Tydzień Trybunalski Niedziela, 02 listopada 201444
O to, jak faktycznie wyglądał proces decyzyjny w sprawie wiatraka, zapytaliśmy wójta gminy Wola Krzysztoporska Romana Drozdka.
Jak to jest z wiatrakiem w Krzyżanowie?

- To właściwie jak to jest z tym wiatrakiem w Krzyżanowie?
- Roman Drozdek: Wiele osób zadaje sobie pytanie, o co chodzi z tą budową elektrowni wiatrowej w Krzyżanowie. Często pojawiające się sprzeczne i - co należy podkreślić - często nieprawdziwe informacje utrudniają wyrobienie sobie jednoznacznego poglądu na ten temat. W prasie przez różne osoby podnoszone jest twierdzenie, że elektrownia wiatrowa w Krzyżanowie stanowi zagrożenie dla bezpieczeństwa samolotów startujących i lądujących na lotnisku w Piotrkowie Trybunalskim, że decyzję zezwalającą na realizację inwestycji podjął wójt gminy Wola Krzysztoporska, i to z rażącym naruszeniem prawa.... Te twierdzenia są nieprawdziwe.

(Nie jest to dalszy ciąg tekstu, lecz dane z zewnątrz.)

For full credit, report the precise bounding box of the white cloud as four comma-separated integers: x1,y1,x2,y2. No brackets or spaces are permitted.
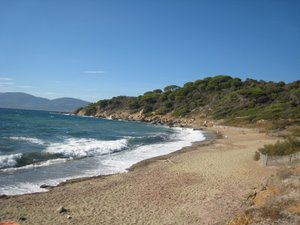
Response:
0,77,13,81
15,85,32,89
0,77,32,89
83,70,105,74
0,82,15,85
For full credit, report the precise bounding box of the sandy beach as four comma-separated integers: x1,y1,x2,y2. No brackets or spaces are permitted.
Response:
0,126,279,225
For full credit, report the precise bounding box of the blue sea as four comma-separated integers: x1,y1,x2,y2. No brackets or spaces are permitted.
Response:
0,108,205,195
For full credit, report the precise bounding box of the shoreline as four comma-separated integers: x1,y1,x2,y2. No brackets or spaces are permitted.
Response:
0,122,280,224
52,120,219,189
31,129,216,194
128,129,217,172
0,120,214,197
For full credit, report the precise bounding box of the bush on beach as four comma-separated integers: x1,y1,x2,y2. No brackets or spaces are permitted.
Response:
258,137,300,156
253,151,261,161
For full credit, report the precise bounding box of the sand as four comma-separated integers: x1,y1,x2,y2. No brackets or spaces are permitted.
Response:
0,126,279,225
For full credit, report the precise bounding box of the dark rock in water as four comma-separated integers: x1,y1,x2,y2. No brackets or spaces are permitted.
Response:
193,128,203,130
167,122,174,127
40,184,54,189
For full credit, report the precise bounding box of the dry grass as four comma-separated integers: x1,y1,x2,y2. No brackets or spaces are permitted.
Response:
229,166,300,225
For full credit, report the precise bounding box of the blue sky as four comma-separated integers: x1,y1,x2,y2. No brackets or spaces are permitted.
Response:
0,0,299,102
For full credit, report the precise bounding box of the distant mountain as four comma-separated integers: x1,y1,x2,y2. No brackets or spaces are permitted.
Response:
0,92,90,112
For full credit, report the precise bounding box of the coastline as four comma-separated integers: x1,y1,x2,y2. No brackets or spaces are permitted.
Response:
0,116,207,196
36,129,216,191
127,129,217,172
0,124,215,195
0,123,280,225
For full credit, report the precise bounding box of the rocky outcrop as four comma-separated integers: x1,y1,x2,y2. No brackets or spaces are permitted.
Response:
76,108,217,128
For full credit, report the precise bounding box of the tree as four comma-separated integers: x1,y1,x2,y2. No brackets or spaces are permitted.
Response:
183,82,194,88
230,78,242,89
153,89,163,94
97,99,109,108
164,85,180,92
128,99,140,109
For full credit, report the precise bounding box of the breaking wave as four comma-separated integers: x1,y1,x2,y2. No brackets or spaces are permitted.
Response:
9,136,45,145
45,138,129,158
0,153,22,169
0,138,129,170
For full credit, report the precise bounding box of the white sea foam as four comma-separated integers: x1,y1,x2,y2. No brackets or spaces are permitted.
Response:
0,182,49,195
0,153,22,169
1,158,69,172
99,128,205,174
45,138,128,158
0,178,68,195
9,136,45,145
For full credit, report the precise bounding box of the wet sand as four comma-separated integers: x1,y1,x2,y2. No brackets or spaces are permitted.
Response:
0,126,279,225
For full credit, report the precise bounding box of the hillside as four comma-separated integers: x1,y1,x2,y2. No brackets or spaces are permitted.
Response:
0,92,90,112
76,75,300,127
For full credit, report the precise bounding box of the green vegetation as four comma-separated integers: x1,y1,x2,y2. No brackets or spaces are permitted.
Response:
78,75,300,124
253,151,261,161
258,138,300,156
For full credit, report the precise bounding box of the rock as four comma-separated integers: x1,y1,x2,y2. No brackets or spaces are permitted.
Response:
18,217,26,221
243,190,257,201
193,128,203,130
0,194,8,199
40,184,53,189
57,206,68,214
258,184,267,191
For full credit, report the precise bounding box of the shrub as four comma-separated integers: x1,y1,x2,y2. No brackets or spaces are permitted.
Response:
84,103,97,115
143,105,153,114
98,99,109,108
259,137,300,156
164,101,173,109
253,151,261,161
238,87,265,97
128,99,140,109
172,106,190,117
155,108,170,115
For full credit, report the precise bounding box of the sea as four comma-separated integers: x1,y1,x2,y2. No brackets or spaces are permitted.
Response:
0,108,205,195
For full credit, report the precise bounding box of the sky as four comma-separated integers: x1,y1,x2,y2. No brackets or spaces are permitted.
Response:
0,0,299,102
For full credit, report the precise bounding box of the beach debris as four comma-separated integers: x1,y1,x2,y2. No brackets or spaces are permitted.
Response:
18,217,26,222
159,159,176,165
57,206,68,214
0,221,20,225
245,190,257,201
166,159,176,165
240,189,258,206
66,215,72,219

- Czy wójt gminy Wola Krzysztoporska mógł nie wydać decyzji o warunkach zabudowy?
- Zacząć należy od tego, że w państwie prawa właściciela gruntu w sposobie jego zagospodarowania ograniczać mogą jedynie przepisy prawa. Aby uzyskać prawo do budowy obiektu, inwestor powinien najpierw wystąpić o wydanie decyzji o warunkach zabudowy. Decyzja taka nie przesądza (!!!), że zamierzenie nią objęte będzie realizowane. Nie rodzi ona praw do terenu i nie uprawnia do rozpoczęcia robót budowlanych. Decyzja o warunkach zabudowy określa jedynie, na jakich warunkach przedsięwzięcie w niej opisane może podlegać wykonaniu, i jej wydanie w przedmiotowej sprawie należało do wójta gminy Wola Krzysztoporska. Natomiast przedmiot inwestycji podlega dalszym szczegółowym ustaleniom na podstawie przepisów prawa budowlanego w odrębnym postępowaniu na etapie ubiegania się inwestora o wydanie pozwolenia na budowę i zatwierdzenia projektu budowlanego. Decyzję pozwalającą na budowę w przedmiotowej sprawie wydało Starostwo Powiatowe w Piotrkowie Trybunalskim. A zatem twierdzenia przedstawicieli Aeroklubu Ziemi Piotrkowskiej, że wójt gminy Wola Krzysztoporska zadecydował o posadowieniu elektrowni wiatrowej w Krzyżanowie są nieprawdziwe. Wynika to już z określonych ustawą kompetencji wójta, który takiego uprawnienia nie posiada.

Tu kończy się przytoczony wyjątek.